Das Nationale Statistikinstitut (INE) von Paraguay hat erstmals eine detaillierte Karte der mehrdimensionalen Armut für die 263 Distrikte des Landes veröffentlicht, die extreme Ungleichheiten zwischen den Regionen offenbart. Die Daten, basierend auf der Nationalen Volks- und Wohnungszählung 2022 und der Indigenen-Zählung 2022, zeigen, dass Puerto Pinasco im Chaco mit 82,2 % seiner Bevölkerung in mehrdimensionaler Armut an der Spitze steht.
Die Gemeinden Teniente Esteban Martínez (78,3 %) und Teniente 1° Manuel Irala Fernández (75,3 %), ebenfalls in der Westregion gelegen, folgen auf der Liste der Gebiete mit den größten Mängeln. In diesen Orten leiden die Haushalte unter schwerwiegenden Entbehrungen in den Bereichen Bildung, Umwelt- und Wohnbedingungen.

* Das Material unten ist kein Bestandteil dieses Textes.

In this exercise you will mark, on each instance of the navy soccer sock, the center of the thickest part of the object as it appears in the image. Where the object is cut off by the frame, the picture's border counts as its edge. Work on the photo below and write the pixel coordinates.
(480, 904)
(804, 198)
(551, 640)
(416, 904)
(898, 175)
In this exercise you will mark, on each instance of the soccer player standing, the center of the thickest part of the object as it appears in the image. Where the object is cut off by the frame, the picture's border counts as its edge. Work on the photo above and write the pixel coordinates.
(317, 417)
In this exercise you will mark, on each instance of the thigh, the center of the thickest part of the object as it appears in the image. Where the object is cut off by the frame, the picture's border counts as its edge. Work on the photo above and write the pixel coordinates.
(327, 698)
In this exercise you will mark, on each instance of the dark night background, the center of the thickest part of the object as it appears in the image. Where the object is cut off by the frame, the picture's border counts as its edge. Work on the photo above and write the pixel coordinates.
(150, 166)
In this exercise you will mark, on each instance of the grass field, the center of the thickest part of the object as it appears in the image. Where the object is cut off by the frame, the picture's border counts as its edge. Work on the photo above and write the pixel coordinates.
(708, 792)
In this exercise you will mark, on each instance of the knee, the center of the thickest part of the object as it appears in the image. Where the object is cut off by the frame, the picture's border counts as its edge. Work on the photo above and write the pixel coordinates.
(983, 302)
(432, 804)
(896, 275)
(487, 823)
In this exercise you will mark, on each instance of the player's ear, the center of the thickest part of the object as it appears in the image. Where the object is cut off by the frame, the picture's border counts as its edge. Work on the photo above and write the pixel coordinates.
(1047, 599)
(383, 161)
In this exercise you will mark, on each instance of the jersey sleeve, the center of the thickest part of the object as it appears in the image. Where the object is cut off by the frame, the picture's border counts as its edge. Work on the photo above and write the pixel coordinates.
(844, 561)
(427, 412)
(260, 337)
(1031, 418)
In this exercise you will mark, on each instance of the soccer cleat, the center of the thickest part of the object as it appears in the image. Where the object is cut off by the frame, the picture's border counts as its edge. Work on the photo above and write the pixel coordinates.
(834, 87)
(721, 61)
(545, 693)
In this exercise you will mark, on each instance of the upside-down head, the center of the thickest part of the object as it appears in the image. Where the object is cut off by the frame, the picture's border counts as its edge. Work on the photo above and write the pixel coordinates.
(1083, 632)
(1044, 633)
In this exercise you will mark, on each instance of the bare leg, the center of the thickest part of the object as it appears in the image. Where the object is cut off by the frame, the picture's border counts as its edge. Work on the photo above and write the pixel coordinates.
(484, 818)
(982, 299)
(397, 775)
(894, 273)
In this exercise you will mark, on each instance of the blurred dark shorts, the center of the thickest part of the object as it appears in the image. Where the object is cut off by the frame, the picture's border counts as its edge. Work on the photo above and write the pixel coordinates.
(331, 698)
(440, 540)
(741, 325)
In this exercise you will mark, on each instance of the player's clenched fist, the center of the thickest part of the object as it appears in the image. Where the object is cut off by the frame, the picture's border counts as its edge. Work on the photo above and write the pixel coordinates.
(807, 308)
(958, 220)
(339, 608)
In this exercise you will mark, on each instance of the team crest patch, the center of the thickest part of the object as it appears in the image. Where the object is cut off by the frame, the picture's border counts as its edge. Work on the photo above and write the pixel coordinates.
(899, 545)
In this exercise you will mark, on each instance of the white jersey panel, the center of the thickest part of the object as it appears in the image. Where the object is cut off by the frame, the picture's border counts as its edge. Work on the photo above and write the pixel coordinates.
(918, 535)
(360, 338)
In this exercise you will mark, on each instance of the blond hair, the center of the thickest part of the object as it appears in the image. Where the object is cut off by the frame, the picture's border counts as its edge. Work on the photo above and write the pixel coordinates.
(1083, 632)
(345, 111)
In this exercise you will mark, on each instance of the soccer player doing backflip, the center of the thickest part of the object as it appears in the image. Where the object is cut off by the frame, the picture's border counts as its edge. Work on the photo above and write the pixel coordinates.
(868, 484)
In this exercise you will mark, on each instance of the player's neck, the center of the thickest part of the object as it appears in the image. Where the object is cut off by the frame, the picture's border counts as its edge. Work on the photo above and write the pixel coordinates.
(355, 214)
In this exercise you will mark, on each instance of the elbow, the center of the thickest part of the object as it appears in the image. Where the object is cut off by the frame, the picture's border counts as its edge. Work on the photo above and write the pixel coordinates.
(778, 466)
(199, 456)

Am anderen Ende der Skala verzeichnet Fernando de la Mora im Departamento Central die niedrigste Rate mit nur 0,9 % seiner Bevölkerung in mehrdimensionaler Armut. Lambaré (1,3 %), Villa Elisa (1,7 %), San Lorenzo (1,9 %) und Asunción (2,5 %) vervollständigen die Liste der Distrikte mit den besten Indikatoren.
Der Index bewertet vier gleich gewichtete Dimensionen: Arbeit und soziale Sicherheit, Wohnen und Dienstleistungen, Umwelt und Bildung. Als mehrdimensional arm gilt ein Haushalt, der Entbehrungen in einem Umfang von mindestens 26 % der Indikatoren anhäuft. Diese reichen von fehlendem Zugang zu Renten und Kinderarbeit bis hin zu Analphabetismus, unzureichender Sanitärversorgung und der Nutzung gesundheitsschädlicher Brennstoffe zum Kochen.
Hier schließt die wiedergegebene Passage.